As sheriff of McNairy County, Pusser refused the $1,000-a-month bribe he was offered to “look the other way.” And the mobsters threatened to take his children out in the swamp, “and cut their pretty little heads off.”
“I still carry a gun,” Garrison says calmly. “There were a lot of people who really didn’t like Daddy.”
Those who didn’t like him had a good reason. During his tenure as sheriff, he jailed more than 7,500 criminals, and he dismantled 85 illegal stills in 1965 alone. His methods were unconventional; extreme by the estimation of some. The stories of his fighting crime with nothing but a big stick are largely exaggerated, though on one occasion he did use a fence-post to extract his peculiar brand of justice, and on another, he solved a domestic squabble with a good old-fashioned hickory-switching. In the beginning, Pusser vowed not to even carry a gun, but he soon realized that his enemies weren’t playing with sticks and stones, and after a number of violent confrontations, he strapped on a .41 Colt Magnum.

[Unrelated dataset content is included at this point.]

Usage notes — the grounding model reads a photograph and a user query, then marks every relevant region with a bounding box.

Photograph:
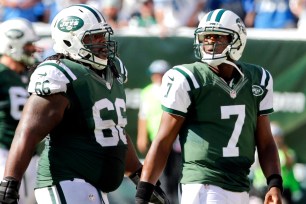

“He was on a mission to clean out the state line, and he had the higher power with him every step of the way,” says Jimmie Powers, a longtime employee of the Buford Pusser Home and Museum. “Louise Hathcock put a gun right to his head and it misfired. A gun dealer said that the chance of that gun she had misfiring was one in a million. He had the higher power — I believe that in my heart.”
Pusser, in the space of his career, was stabbed seven times and shot eight.
As the sun rose on the morning of August 12, 1967, he and his wife were ambushed on New Hope Road, a short-cut between Adamsville and the state line. Pauline was killed, but Buford, whose jaw was blasted almost entirely off, survived. The press christened him the unkillable cop, and from that point on, he pursued the state-line mob with a thunderous vengeance, until all of the undesirables were either gone, dead, or in jail.
On August 21, 1974, Pusser attended a press conference in Memphis to announce that he would be playing himself in Buford, a sequel to the loosely adapted bio-pic Walking Tall. Shortly thereafter he lost control of his Corvette and crashed into an embankment. His daughter Dwana was one of the first to arrive at the scene, and the girl pulled her giant father away from the burning wreck. “He had suffered so much,” she’s on record as saying. “I couldn’t just let him burn up.”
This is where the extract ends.